Remember to use the tag "latest" or "source-latest" depending on whether you need AtacWorks source code or not. By default,
claraomics/atacworks
will pull the "latest" tag.
-
Mount volumes to the container Use the
-v
option in docker to mount volumes with your data. Official documentation for the options can be found here. -
Use mounted dataset with containerized toolkit, example shown below
docker run --gpus all --shm-size 2G -v /ssd/my_atacworks_data:/data claraomics/atacworks \
atacworks denoise \
--noisybw /data/noisy.bw \
--genome /data/hg19.auto.sizes \
--out_home /data/output \
--distributed
docker run -it --gpus all --shm-size 2G -p 8888:8888 claraomics/atacworks:source-latest
Note: Jupyter notebook will have to be started manually once inside the container. Below is an example command to launch the jupyter-lab.
jupyter-lab --ip 0.0.0.0 --allow-root
The above command will print out a URl that you can open in your browser.
- Unexpected bus error, how to troubleshoot?
ERROR: Unexpected bus error encountered in worker. This might be caused by insufficient shared memory (shm).
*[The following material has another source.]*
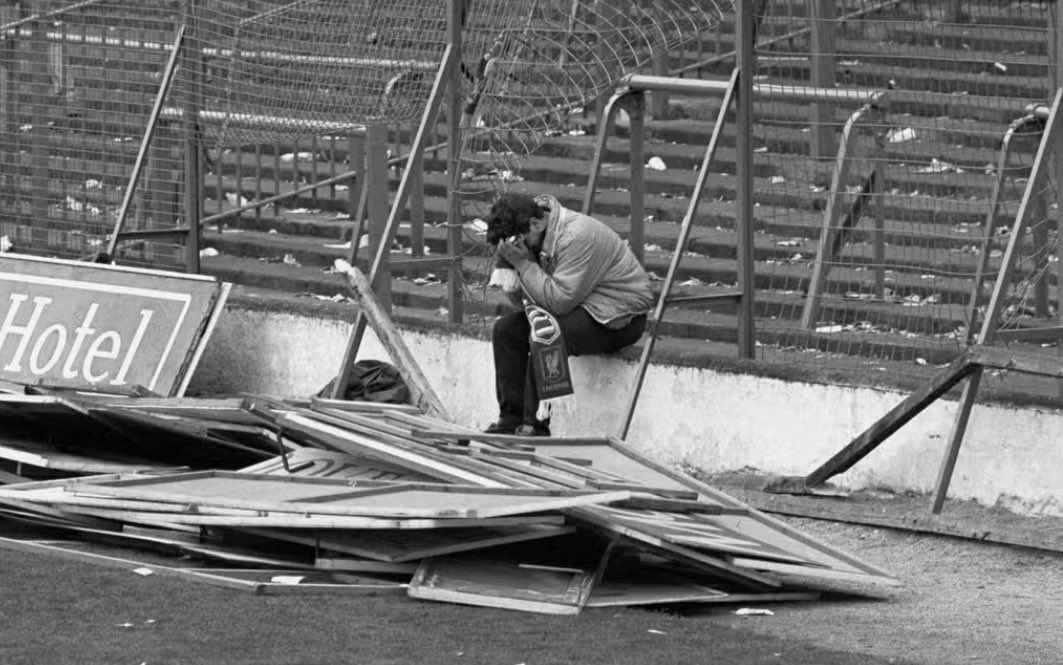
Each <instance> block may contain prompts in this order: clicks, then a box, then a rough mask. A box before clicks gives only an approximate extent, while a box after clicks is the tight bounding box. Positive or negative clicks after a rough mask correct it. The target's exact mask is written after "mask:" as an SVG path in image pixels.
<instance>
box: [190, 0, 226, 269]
mask: <svg viewBox="0 0 1063 665" xmlns="http://www.w3.org/2000/svg"><path fill="white" fill-rule="evenodd" d="M195 5H196V0H185V6H184V16H183V19H182V20H184V22H185V41H184V49H185V52H184V57H183V61H184V70H185V75H186V76H188V79H187V80H188V85H187V87H186V90H187V93H188V99H186V100H184V139H185V221H186V222H187V224H188V234H187V237H186V238H185V269H186V270H187V271H188V272H190V273H198V272H200V256H199V252H200V237H201V236H200V234H201V229H200V220H201V219H202V218H203V153H202V151H201V150H200V149H201V146H200V140H199V139H200V136H199V113H200V93H201V90H200V85H201V84H202V78H201V75H202V69H201V67H202V59H201V57H200V46H199V35H198V34H197V30H196V28H197V27H196V6H195ZM218 197H219V199H220V198H221V193H220V192H219V194H218Z"/></svg>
A. This happens when docker container does not have enough shared memory allocation for deep learning frameworks. Checkout this doc on shared memory allocation here. You can run your docker by adding this flag --shm-size
. Increase the memory to 1GB or higher.
- How can I build my own custom Dockerfile ? A. AtacWorks repository contains a Dockerfile to allow users to build a custom docker image. To build your own docker image, enter the root directory of AtacWorks repository.
cd <path-to-atacworks-root-dir>
Make and save changes if any to the Dockerfile. The run the following command to build a docker image.
docker build . -t atacworks:custom
You can launch a docker container with this image using the commands in the sections above. Just replace the image "claraomics/atacworks" with "atacworks:custom" or any other name you choose to give.